1. Field of the Invention
This invention relates generally to digital energy networks and more specifically to monitoring and controlling industrial energy equipment.
2. Description of the Background Art
For enterprises where power is critical, it is desirable to integrate power consumption and power generation devices into a digital energy network that enables centralized monitoring and management of the devices. For example, a hospital needs to monitor its power supply and energy consumption to ensure it has adequate power for all the equipment in the hospital. If there is a disruption in the main power supply, the hospital needs to switch to backup power sources, and it may need to quickly turn off certain non-essential equipment. Similarly, an industrial manufacturing facility may want to monitor its power supply and consumption to ensure it is using energy efficiently. It may switch between energy sources and turn on/off equipment in order to lower the cost of its energy expenses.

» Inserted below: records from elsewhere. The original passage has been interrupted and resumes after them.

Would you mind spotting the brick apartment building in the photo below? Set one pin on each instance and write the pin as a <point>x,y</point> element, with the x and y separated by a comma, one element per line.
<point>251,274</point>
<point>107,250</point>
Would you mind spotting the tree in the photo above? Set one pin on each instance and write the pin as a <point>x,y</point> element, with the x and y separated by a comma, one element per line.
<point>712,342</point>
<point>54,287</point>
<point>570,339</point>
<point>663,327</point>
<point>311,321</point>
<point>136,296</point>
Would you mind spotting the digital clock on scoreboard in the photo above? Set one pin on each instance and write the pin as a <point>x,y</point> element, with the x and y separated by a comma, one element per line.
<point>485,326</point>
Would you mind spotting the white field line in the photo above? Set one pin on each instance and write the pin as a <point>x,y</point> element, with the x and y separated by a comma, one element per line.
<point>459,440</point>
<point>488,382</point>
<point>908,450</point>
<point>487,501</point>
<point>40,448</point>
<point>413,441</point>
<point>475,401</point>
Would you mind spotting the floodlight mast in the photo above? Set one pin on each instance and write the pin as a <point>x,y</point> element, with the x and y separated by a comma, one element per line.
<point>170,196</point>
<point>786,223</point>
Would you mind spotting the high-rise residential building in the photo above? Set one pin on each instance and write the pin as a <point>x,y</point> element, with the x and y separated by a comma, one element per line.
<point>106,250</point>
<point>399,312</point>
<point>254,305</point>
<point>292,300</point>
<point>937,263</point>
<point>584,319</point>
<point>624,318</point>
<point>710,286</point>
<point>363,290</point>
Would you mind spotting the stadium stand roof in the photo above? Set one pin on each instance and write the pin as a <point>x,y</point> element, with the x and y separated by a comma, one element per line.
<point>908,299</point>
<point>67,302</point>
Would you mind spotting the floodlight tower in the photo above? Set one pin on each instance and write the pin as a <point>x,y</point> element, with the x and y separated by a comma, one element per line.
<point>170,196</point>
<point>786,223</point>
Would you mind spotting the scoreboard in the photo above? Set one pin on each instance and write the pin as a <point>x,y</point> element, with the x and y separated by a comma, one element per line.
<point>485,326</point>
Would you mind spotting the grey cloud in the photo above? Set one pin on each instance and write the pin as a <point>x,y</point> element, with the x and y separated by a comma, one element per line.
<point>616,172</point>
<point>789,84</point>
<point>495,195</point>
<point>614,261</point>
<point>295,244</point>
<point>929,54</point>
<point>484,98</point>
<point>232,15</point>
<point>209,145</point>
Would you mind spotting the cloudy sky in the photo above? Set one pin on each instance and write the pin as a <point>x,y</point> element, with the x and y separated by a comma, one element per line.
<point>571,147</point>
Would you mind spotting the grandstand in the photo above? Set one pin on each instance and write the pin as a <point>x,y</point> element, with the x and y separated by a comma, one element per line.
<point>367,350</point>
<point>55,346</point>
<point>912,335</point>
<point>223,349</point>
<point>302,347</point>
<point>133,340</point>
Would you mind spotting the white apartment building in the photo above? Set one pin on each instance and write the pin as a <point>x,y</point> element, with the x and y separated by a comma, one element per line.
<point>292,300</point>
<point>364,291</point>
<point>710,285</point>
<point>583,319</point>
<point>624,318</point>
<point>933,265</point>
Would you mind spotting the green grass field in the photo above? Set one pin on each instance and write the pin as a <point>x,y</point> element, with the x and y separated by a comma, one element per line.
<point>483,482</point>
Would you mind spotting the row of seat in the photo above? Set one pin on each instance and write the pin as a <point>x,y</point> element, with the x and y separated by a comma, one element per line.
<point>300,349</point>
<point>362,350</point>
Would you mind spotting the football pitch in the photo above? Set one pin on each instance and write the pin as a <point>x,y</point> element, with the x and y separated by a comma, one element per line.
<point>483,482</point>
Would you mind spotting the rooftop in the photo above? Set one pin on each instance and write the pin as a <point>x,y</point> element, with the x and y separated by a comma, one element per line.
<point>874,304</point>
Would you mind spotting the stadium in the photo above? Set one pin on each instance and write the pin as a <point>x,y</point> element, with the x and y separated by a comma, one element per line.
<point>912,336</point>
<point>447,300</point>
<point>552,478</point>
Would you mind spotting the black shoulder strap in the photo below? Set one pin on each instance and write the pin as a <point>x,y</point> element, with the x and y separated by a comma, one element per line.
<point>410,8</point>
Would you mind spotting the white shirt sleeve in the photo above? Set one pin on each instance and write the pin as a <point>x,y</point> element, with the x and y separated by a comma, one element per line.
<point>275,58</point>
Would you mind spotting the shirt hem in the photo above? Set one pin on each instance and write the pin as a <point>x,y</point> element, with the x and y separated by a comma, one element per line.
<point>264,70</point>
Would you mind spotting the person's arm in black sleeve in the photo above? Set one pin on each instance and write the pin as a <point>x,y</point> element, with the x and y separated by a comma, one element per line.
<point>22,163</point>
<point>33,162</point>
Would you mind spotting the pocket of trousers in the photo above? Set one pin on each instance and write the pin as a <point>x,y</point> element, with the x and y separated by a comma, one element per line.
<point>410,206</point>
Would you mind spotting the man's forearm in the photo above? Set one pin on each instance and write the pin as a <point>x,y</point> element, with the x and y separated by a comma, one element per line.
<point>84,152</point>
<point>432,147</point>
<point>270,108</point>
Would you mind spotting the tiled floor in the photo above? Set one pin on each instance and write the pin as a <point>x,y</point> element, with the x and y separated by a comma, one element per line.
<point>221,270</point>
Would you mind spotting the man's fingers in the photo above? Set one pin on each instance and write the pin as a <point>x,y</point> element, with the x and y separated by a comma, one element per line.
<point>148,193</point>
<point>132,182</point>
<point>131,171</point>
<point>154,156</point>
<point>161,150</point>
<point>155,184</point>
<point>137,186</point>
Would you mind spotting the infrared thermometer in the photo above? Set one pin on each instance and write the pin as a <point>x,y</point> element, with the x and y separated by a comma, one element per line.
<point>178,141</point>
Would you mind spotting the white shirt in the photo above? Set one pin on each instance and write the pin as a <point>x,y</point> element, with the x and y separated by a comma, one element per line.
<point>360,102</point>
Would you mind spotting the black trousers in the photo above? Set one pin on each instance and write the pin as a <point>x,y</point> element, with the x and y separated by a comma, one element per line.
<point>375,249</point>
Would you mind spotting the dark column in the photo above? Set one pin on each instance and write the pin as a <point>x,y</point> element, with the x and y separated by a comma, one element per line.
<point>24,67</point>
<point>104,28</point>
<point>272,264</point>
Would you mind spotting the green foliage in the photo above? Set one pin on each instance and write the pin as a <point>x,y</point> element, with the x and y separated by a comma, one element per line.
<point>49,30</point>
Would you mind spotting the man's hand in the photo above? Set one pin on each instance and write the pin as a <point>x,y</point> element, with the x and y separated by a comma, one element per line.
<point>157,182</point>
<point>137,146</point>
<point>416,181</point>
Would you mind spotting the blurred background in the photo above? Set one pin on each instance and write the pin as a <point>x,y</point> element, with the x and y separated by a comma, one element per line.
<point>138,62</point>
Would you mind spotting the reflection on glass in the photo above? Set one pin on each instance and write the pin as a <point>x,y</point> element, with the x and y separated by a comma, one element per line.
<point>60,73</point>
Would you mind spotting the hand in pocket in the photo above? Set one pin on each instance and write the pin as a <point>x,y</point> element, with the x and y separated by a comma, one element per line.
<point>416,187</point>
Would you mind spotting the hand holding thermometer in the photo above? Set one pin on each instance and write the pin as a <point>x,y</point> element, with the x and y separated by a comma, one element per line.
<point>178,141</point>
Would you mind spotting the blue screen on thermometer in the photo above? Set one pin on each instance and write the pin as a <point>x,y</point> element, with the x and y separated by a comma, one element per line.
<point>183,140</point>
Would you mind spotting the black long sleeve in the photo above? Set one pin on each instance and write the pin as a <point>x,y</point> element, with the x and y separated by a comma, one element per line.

FIG. 1 illustrates an example of a typical digital energy network. A central server 110 (within an enterprise or in the cloud) monitors and controls an enterprise's industrial energy equipment, which includes power consumption and power generation devices 130a-130i. The central server obtains output data from and sends control data to the industrial energy equipment via programmable logic controllers (PLCs) 120a-120c. Specifically, the PLCs obtain raw output data from the equipment, normalize the data, and send it to the central server. Similarly, to control industrial energy equipment, the central server sends control data to the PLCs, which then write the data to specific memory registers in the equipment.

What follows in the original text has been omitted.